Douglas A. McIntyre is the co-founder, chief executive officer and editor in chief of 24/7 Wall St. and 24/7 Tempo. He has held these jobs since 2006.

McIntyre has written thousands of articles for 24/7 Wall St. He is an expert on corporate finance, the automotive industry, media companies and international finance. He has edited articles on national demographics, sports, personal income and travel.

His work has been quoted or mentioned in The New York Times, The Wall Street Journal, Los Angeles Times, The Washington Post, NBC News, Time, The New Yorker, HuffPost USA Today, Business Insider, Yahoo, AOL, MarketWatch, The Atlantic, Bloomberg, New York Post, Chicago Tribune, Forbes, The Guardian and many other major publications. McIntyre has been a guest on CNBC, the BBC and television and radio stations across the country.
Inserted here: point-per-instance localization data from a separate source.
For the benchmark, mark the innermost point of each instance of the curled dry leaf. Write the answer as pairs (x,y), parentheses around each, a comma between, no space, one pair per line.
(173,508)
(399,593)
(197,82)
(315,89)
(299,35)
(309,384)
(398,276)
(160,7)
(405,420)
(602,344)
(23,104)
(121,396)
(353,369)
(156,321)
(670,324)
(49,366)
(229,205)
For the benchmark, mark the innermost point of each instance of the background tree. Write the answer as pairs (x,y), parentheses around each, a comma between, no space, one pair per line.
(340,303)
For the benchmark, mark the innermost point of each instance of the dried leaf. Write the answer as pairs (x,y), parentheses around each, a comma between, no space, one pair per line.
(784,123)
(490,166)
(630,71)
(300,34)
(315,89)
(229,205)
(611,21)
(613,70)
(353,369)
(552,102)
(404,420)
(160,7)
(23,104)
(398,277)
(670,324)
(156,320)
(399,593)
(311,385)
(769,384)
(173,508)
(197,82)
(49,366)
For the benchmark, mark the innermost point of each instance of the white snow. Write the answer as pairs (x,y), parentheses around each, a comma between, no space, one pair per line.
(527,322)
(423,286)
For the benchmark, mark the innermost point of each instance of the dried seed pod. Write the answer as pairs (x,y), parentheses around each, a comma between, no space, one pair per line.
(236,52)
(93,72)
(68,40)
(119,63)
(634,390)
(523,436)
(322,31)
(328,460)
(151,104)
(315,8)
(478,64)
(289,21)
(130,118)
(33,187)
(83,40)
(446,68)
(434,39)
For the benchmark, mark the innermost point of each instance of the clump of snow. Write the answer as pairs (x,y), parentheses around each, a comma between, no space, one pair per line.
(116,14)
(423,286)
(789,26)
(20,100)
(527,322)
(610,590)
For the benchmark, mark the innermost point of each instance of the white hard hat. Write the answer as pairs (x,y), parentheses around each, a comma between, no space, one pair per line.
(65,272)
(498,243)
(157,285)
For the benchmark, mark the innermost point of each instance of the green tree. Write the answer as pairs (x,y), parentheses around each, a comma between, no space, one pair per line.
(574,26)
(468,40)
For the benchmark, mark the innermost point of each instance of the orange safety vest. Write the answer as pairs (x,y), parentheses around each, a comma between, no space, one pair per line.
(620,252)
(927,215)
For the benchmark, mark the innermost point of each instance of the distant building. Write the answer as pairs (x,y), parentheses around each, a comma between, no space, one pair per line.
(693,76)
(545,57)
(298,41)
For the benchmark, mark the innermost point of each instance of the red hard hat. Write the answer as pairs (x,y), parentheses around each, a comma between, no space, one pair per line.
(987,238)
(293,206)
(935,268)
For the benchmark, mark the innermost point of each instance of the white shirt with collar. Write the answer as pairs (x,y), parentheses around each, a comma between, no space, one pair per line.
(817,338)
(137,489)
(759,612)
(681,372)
A magna cum laude graduate of Harvard College, McIntyre also was president of The Harvard Advocate. Founded in 1866, the Advocate is the oldest college publication in the United States.

TheStreet.com, Comps.com and Edgar Online are some of the public companies for which McIntyre served on the board of directors. He was a Vicinity Corporation board member when the company was sold to Microsoft in 2002. He served on the audit committees of some of these companies.

McIntyre has been the CEO of FutureSource, a provider of trading terminals and news to commodities and futures traders. He was president of Switchboard, the online phone directory company. He served as chairman and CEO of On2 Technologies, the video compression company that provided video compression software for Adobe’s Flash. Google bought On2 in 2009.